Mali, in cooperation with the International Organization for Migration (IOM), set up hosting facilities on the Algerian borders to receive migrants kicked out by Algerian authorities.
Anti-migrant populism in Algeria has been on the rise with some officials openly espousing xenophobic stands including ministers who have been blaming their country’s economic hardship on poor sub-Saharan migrants.
This anti-migrant practices and rhetoric were behind the recall of the Guinean Ambassador to Algiers earlier in January. The decision by Guinean President, Alpha Conde, drew attention to the double speak of Algeria, which aspires to have a voice in Africa while mistreating Africans on its soil.
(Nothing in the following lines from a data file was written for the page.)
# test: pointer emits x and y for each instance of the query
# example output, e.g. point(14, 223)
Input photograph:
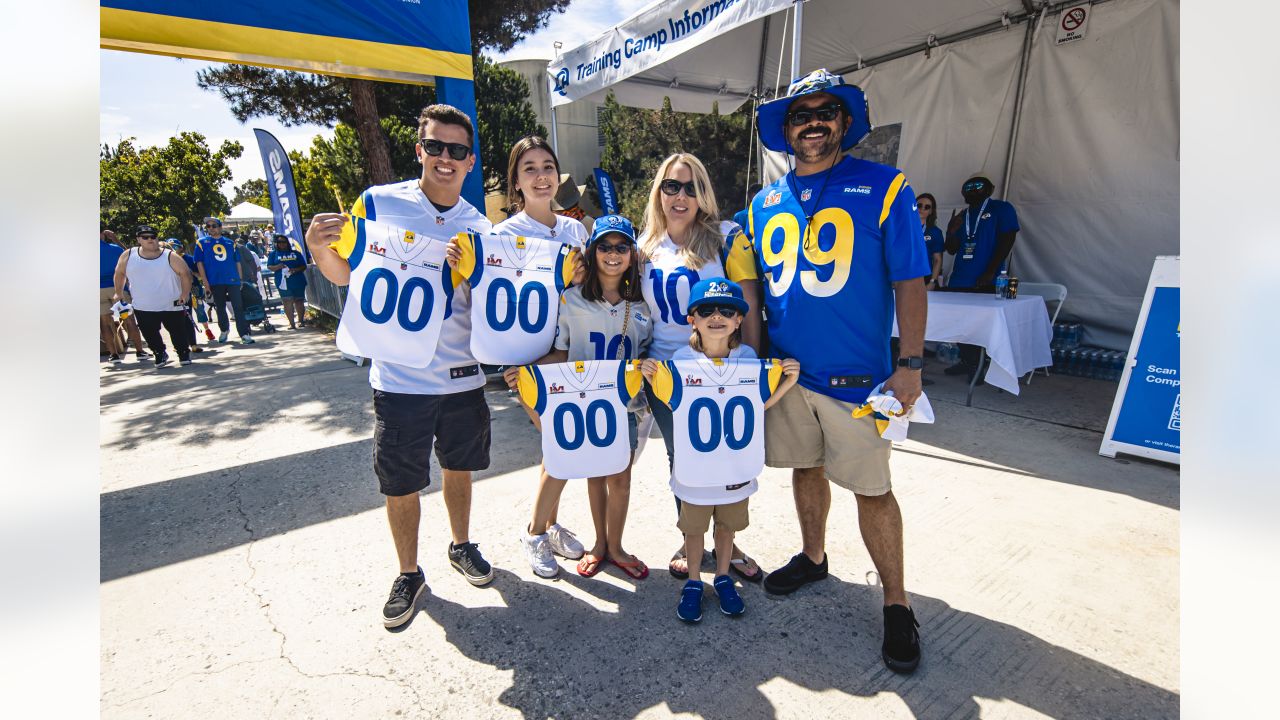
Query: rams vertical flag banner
point(279, 186)
point(384, 40)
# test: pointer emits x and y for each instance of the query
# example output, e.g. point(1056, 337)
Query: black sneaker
point(403, 600)
point(901, 647)
point(795, 574)
point(466, 559)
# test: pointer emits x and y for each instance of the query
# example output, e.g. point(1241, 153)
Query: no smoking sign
point(1073, 23)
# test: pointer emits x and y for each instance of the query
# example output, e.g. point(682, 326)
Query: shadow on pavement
point(571, 660)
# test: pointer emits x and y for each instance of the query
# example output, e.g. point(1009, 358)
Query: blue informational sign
point(607, 191)
point(1150, 413)
point(279, 186)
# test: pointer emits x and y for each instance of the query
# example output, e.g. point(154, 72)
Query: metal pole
point(795, 40)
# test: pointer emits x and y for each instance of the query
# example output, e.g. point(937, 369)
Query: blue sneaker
point(731, 602)
point(690, 609)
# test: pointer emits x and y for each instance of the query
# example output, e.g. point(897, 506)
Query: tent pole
point(795, 40)
point(1018, 108)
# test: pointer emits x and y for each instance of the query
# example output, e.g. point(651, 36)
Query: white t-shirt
point(593, 329)
point(667, 281)
point(453, 369)
point(567, 229)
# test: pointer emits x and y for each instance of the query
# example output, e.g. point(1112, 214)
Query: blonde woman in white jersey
point(682, 242)
point(533, 177)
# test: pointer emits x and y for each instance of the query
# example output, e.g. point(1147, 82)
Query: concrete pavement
point(245, 560)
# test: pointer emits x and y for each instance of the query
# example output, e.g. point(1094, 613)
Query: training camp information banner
point(656, 35)
point(1147, 415)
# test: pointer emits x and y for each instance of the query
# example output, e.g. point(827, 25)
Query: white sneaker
point(539, 555)
point(563, 542)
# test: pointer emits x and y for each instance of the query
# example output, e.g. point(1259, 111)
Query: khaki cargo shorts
point(809, 429)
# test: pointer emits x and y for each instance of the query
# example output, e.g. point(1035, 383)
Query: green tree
point(251, 191)
point(170, 186)
point(638, 140)
point(301, 98)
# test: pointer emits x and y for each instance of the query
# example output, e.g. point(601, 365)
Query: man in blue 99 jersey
point(840, 247)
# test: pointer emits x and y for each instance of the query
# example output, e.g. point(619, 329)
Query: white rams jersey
point(717, 418)
point(584, 413)
point(667, 281)
point(516, 283)
point(398, 296)
point(452, 369)
point(593, 329)
point(567, 229)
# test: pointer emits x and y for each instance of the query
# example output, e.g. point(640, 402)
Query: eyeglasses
point(434, 147)
point(673, 187)
point(620, 249)
point(826, 114)
point(708, 310)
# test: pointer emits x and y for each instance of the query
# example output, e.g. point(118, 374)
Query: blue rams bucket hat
point(612, 223)
point(717, 291)
point(772, 114)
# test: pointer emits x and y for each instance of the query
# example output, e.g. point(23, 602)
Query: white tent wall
point(1095, 174)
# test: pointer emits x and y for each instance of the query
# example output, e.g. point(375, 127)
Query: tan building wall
point(579, 144)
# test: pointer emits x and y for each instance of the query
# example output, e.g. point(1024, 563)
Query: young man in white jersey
point(444, 401)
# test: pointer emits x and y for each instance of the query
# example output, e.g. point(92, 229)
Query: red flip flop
point(590, 570)
point(635, 569)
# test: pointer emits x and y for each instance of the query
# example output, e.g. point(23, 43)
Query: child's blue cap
point(717, 291)
point(612, 223)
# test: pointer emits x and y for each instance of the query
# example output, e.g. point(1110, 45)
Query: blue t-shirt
point(984, 224)
point(830, 300)
point(291, 259)
point(220, 259)
point(108, 258)
point(933, 241)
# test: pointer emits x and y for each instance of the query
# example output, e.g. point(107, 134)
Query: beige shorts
point(809, 429)
point(695, 519)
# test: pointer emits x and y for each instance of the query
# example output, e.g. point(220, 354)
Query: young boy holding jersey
point(716, 310)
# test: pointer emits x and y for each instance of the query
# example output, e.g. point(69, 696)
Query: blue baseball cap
point(772, 114)
point(717, 291)
point(612, 223)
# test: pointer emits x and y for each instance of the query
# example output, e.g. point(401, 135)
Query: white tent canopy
point(1092, 167)
point(248, 213)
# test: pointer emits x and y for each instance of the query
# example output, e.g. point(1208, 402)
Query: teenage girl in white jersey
point(684, 241)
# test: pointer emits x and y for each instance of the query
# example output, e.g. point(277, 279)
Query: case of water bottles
point(1070, 358)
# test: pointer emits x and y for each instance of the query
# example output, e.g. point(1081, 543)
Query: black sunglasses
point(826, 114)
point(434, 147)
point(708, 310)
point(673, 187)
point(620, 249)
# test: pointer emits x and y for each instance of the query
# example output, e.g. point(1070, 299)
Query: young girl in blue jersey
point(716, 310)
point(604, 318)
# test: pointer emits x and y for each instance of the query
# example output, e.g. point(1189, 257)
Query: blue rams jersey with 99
point(584, 411)
point(398, 296)
point(718, 420)
point(516, 283)
point(828, 290)
point(452, 369)
point(220, 259)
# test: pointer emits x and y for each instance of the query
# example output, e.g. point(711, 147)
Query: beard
point(828, 146)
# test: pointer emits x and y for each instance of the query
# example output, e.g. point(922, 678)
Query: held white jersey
point(718, 420)
point(400, 294)
point(584, 414)
point(667, 281)
point(452, 369)
point(593, 329)
point(516, 283)
point(567, 229)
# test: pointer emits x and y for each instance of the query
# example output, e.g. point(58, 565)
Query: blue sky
point(151, 96)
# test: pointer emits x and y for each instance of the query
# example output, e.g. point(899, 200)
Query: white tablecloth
point(1015, 332)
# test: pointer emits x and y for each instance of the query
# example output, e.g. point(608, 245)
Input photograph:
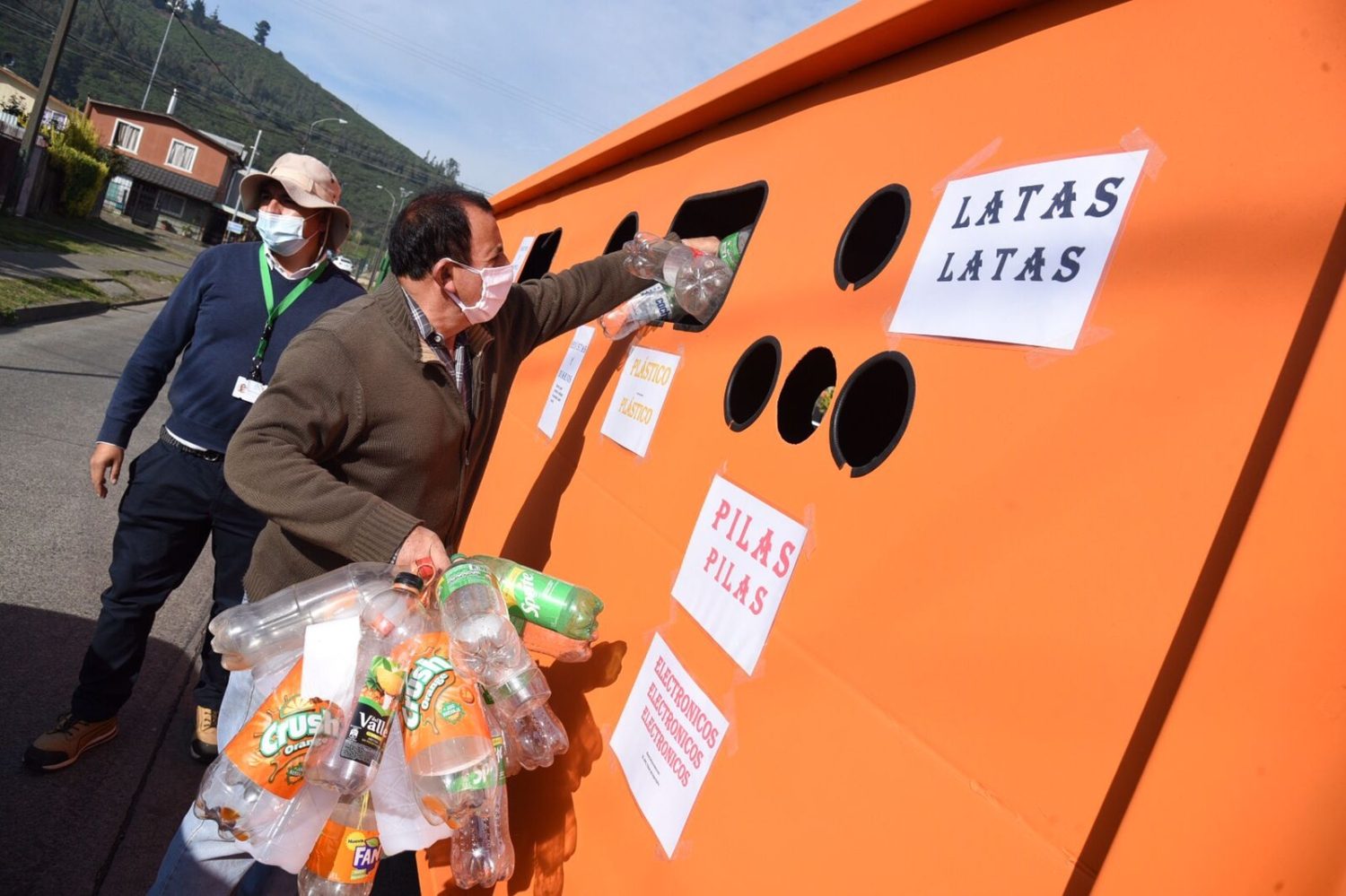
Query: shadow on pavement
point(102, 823)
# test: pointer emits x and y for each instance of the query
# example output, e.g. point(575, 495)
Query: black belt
point(214, 457)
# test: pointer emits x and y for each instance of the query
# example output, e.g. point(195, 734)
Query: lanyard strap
point(275, 311)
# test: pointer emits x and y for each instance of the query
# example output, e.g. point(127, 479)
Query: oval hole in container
point(872, 236)
point(751, 384)
point(808, 384)
point(872, 411)
point(624, 233)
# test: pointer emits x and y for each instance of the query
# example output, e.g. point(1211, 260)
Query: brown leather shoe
point(205, 742)
point(67, 742)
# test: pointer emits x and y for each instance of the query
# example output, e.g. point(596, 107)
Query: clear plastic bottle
point(653, 303)
point(345, 858)
point(551, 603)
point(482, 852)
point(350, 742)
point(444, 728)
point(248, 634)
point(484, 640)
point(255, 788)
point(646, 252)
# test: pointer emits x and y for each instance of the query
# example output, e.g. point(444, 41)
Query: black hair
point(431, 226)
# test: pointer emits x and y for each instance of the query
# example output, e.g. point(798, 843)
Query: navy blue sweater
point(214, 319)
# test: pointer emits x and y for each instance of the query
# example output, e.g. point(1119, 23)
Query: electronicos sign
point(1017, 255)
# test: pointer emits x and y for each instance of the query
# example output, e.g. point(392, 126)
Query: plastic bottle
point(703, 282)
point(444, 728)
point(345, 857)
point(350, 742)
point(248, 634)
point(484, 640)
point(482, 852)
point(255, 788)
point(653, 303)
point(533, 739)
point(646, 252)
point(551, 603)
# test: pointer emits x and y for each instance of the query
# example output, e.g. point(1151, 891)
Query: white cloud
point(509, 88)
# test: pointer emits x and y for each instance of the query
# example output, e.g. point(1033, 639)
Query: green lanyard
point(275, 311)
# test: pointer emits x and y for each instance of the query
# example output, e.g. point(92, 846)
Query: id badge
point(248, 389)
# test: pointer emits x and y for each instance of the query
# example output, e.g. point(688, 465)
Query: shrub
point(75, 153)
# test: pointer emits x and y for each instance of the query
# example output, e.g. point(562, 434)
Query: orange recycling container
point(1066, 619)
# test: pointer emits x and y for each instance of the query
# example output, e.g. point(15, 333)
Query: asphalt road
point(101, 825)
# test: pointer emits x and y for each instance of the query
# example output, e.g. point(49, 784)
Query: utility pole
point(172, 13)
point(39, 107)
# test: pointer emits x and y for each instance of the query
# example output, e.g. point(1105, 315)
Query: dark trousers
point(172, 503)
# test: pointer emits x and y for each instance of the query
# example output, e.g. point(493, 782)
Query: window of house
point(180, 155)
point(127, 136)
point(171, 204)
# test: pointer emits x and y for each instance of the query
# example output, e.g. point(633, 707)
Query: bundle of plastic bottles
point(686, 280)
point(436, 700)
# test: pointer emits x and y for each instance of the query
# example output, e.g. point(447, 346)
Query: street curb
point(67, 309)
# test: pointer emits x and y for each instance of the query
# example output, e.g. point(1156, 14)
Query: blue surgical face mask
point(283, 234)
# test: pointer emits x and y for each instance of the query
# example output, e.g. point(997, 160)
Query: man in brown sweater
point(371, 438)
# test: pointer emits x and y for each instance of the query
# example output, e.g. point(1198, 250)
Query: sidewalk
point(51, 268)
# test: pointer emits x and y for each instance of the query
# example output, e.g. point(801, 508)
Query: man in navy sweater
point(228, 320)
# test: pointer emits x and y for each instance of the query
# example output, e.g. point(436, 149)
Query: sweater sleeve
point(562, 301)
point(153, 358)
point(311, 412)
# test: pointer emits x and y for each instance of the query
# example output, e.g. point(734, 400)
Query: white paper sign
point(665, 740)
point(330, 650)
point(521, 253)
point(1015, 256)
point(737, 568)
point(564, 378)
point(640, 397)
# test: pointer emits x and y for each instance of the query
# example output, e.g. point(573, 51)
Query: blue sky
point(509, 86)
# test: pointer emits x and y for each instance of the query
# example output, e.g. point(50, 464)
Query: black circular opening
point(872, 236)
point(624, 233)
point(805, 387)
point(751, 384)
point(872, 411)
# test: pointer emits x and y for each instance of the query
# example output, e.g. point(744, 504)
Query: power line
point(425, 178)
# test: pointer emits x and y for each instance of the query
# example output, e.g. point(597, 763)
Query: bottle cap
point(409, 578)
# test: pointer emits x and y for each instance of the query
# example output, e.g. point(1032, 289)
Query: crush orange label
point(345, 855)
point(438, 704)
point(272, 747)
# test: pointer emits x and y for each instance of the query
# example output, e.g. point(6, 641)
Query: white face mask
point(283, 234)
point(495, 283)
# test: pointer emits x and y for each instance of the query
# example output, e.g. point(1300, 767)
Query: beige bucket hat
point(310, 183)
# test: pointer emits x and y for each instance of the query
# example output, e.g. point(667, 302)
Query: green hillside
point(228, 85)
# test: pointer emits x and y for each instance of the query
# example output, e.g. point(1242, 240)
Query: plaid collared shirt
point(458, 363)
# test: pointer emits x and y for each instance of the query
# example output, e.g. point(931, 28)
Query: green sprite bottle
point(551, 603)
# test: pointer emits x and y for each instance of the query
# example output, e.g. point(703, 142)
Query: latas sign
point(1015, 256)
point(737, 568)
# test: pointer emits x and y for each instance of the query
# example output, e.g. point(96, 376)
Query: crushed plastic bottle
point(653, 303)
point(345, 858)
point(247, 635)
point(444, 728)
point(482, 853)
point(551, 603)
point(255, 790)
point(484, 640)
point(350, 742)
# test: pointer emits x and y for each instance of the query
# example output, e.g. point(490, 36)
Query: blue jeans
point(171, 505)
point(198, 863)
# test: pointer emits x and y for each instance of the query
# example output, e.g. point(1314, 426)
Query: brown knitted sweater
point(363, 435)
Algerian Minister of the Interior, Noureddine Bedoui, paid a three-day visit to Guinea, this week, officially to discuss the issue of immigration, but in reality Algeria seeks to warm up relations with sub-Saharan countries. In Conakry, the Algerian official has surely tried to convince his interlocutors to appoint an ambassador to Algiers.
Besides Mali and guinea, several other sub-Saharan countries have repeatedly denounced Algeria’s attitude vis-à-vis migrants, a behavior with racist undertones adopted at the uppermost echelons of the Algerian state.
The current Algerian PM, Ahmed Ouyahya, surfed on the tide of anti-migrant populism uttering heinous remarks when he described Sub-Saharan migrants as a “source of crime, drugs and other calamities.”
Persisting on the same xenophobic remarks, Foreign Minister Abdelkader Messahel accused Sub-Saharan migrants of “involvement in crime and drug trafficking.”
Algeria is rebuked in several international human rights reports, including Human Rights Watch, Amnesty International and the IOM, for bad treatment of Sub-Saharan migrants as it continues its mass expulsions of these migrants and asylum seekers who are deprived of a chance of applying for international protection under the 1951 Geneva Convention to which Algeria is a party.